In order to have a formula, the integral has to enclose the singularities to the left. That is, what you find in the tables.

If you have a first order pole to the left, you get its residue; if there is a branch cut, you get an difference integral of the jump value in the argument along the negative real line:

Map the complex plane to the Riemann sphere by

$$ r \to -\tan\theta/2: \ \ z=0 \to \theta=\pi,\ \ z=\infty \to \theta =0$$.

Stereographic map Riemann sphere to Gauss plane

There are two types of branch cuts $z\to z^\alpha, \alpha \notin \mathbb Z, -1<\alpha<1 $ and $z\to \log z$ and combinations and function chains with entire analytic functions, that are analytic along the negative axis.

If one is not referring to multiple spheres representing the complete Riemann manifold with overcrossings on the meridian $\phi =\pm\pi$ one simply makes a cut along this meridian (date meridian on the earth: time is by no means a trivial concept in rotating systems).

Since the absolute values of analytic functions with such a branch cut along the $\pm\pi$ meridian are equal an both sides of the cut, along the cut the difference integral simply sums the jump of the arg angle along the path.

By the analyticity argument, the value does not change by a path deformation, as long as the cut is inside.

The open question after this general considerations: whats the role of the point at $\infty$.

Answer: even if the abolute value goes to zero there, the $\arg$ jump over the line is typically not depending on the $\text{abs}$. Just look at $\arg \log(1/z) =-\phi$ and $\arg \sqrt 1/z=-\phi/2$.

By this argument, the path of integration is fixed to pass the north pole.
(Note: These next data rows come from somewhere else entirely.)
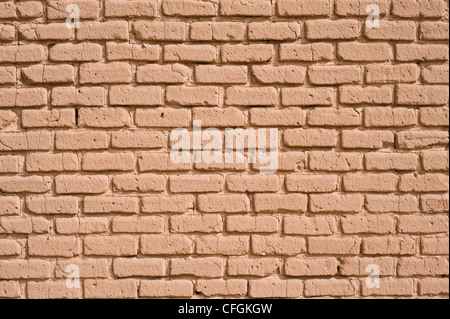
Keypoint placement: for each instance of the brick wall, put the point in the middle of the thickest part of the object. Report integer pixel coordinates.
(86, 178)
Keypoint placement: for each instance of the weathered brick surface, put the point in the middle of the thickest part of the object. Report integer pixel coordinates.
(88, 118)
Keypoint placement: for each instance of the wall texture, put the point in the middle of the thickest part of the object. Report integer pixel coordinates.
(86, 179)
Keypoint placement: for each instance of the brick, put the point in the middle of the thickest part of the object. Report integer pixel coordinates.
(166, 245)
(82, 225)
(166, 288)
(196, 224)
(433, 286)
(153, 73)
(434, 203)
(88, 9)
(9, 205)
(275, 288)
(189, 8)
(402, 73)
(47, 246)
(335, 161)
(137, 225)
(244, 96)
(434, 246)
(422, 266)
(416, 224)
(388, 117)
(416, 9)
(332, 30)
(311, 267)
(432, 116)
(311, 226)
(125, 95)
(355, 266)
(51, 290)
(358, 7)
(10, 289)
(222, 245)
(424, 183)
(139, 8)
(436, 74)
(223, 203)
(276, 31)
(25, 269)
(333, 117)
(422, 95)
(421, 139)
(252, 8)
(9, 164)
(111, 289)
(25, 97)
(336, 203)
(97, 73)
(19, 225)
(25, 184)
(198, 96)
(163, 117)
(389, 245)
(10, 248)
(311, 183)
(23, 53)
(286, 246)
(270, 117)
(280, 202)
(307, 96)
(125, 51)
(8, 75)
(331, 287)
(334, 75)
(366, 95)
(299, 8)
(334, 246)
(253, 267)
(48, 74)
(209, 74)
(435, 161)
(160, 30)
(310, 138)
(109, 30)
(217, 31)
(251, 53)
(370, 224)
(139, 183)
(392, 31)
(167, 204)
(392, 203)
(123, 245)
(84, 96)
(220, 287)
(64, 205)
(83, 184)
(247, 224)
(198, 267)
(189, 53)
(306, 52)
(106, 205)
(420, 52)
(138, 267)
(385, 182)
(434, 30)
(366, 139)
(391, 287)
(42, 32)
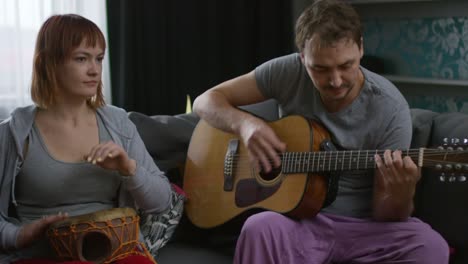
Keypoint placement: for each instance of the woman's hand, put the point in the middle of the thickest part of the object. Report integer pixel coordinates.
(34, 230)
(112, 157)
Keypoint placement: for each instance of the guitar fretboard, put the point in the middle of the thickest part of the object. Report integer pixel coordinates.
(322, 161)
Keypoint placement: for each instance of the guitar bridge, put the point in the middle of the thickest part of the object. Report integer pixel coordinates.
(229, 161)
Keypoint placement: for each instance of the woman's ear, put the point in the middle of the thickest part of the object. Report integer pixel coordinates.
(361, 48)
(301, 54)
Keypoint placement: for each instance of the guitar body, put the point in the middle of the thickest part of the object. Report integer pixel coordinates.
(210, 205)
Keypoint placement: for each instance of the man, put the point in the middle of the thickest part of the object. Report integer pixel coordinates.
(370, 220)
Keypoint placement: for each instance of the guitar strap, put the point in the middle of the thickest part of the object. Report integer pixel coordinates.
(333, 177)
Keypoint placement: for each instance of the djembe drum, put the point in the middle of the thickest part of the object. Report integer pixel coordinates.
(100, 237)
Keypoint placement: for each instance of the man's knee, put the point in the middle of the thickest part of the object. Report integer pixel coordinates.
(433, 247)
(263, 223)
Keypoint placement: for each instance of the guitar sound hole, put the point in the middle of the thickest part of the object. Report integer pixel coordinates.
(271, 175)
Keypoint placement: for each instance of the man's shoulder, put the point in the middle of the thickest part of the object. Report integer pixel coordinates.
(383, 88)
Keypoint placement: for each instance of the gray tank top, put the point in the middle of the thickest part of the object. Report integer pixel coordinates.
(47, 186)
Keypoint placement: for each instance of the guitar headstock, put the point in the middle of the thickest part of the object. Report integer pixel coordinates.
(451, 159)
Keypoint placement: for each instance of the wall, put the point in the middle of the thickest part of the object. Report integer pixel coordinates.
(423, 48)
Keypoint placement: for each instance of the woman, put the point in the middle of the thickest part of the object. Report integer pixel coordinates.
(69, 154)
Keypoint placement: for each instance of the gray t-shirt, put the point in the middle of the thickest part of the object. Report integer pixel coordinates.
(377, 119)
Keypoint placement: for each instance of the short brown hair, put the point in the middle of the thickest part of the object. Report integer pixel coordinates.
(331, 21)
(56, 40)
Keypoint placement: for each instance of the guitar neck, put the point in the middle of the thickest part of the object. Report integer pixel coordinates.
(323, 161)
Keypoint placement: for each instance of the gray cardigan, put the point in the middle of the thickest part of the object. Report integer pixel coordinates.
(149, 189)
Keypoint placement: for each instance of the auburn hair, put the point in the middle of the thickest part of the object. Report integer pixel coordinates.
(58, 37)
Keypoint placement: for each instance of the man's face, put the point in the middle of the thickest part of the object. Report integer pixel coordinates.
(334, 70)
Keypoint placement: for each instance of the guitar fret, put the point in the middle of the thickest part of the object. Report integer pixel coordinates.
(336, 161)
(303, 162)
(350, 159)
(367, 156)
(359, 154)
(319, 162)
(313, 162)
(342, 163)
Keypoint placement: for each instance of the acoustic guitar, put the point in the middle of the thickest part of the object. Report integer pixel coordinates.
(221, 184)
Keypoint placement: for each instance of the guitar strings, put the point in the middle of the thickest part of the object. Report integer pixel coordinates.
(331, 161)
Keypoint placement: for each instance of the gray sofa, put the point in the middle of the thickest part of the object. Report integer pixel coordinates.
(439, 200)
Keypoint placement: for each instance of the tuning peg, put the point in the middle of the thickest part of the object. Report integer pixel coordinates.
(462, 178)
(442, 177)
(452, 178)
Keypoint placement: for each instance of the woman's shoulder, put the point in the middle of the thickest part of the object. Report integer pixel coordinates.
(116, 118)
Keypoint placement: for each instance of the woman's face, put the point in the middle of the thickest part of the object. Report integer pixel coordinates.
(80, 74)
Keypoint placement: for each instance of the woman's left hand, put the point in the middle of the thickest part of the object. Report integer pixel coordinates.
(112, 157)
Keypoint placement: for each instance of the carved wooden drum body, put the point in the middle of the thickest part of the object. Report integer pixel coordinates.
(100, 237)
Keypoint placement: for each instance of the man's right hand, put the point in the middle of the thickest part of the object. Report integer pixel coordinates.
(34, 230)
(262, 143)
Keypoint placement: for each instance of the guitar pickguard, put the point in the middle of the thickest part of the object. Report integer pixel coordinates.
(249, 192)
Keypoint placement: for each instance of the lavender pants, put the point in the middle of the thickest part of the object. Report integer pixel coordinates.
(270, 237)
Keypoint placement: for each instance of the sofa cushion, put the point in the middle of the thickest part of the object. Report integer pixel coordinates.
(166, 137)
(442, 203)
(422, 124)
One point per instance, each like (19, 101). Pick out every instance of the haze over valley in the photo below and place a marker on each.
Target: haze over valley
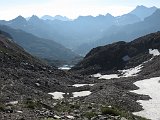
(79, 60)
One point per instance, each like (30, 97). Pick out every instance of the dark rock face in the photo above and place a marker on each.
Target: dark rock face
(119, 55)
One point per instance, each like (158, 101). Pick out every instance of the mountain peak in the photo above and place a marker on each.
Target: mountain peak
(34, 18)
(57, 17)
(143, 11)
(19, 20)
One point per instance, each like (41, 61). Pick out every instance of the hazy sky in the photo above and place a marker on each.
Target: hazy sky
(71, 8)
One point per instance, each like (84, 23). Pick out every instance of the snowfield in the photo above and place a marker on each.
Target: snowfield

If not, it be can deformed to any closed loop somwhere in the domain of analycity yielding zero.

A plot reveals why the path has to pass the north pole on a real path: In most cases there is sitting the essential singurarity of the exponential.

By the infinitely often changing signs on a circle at infinity, while the the absolute value $exp$ lodes, only following the negative real line exactly, $\pm \varepsilon$, yields a definite limiting value in for $z \to \infty$.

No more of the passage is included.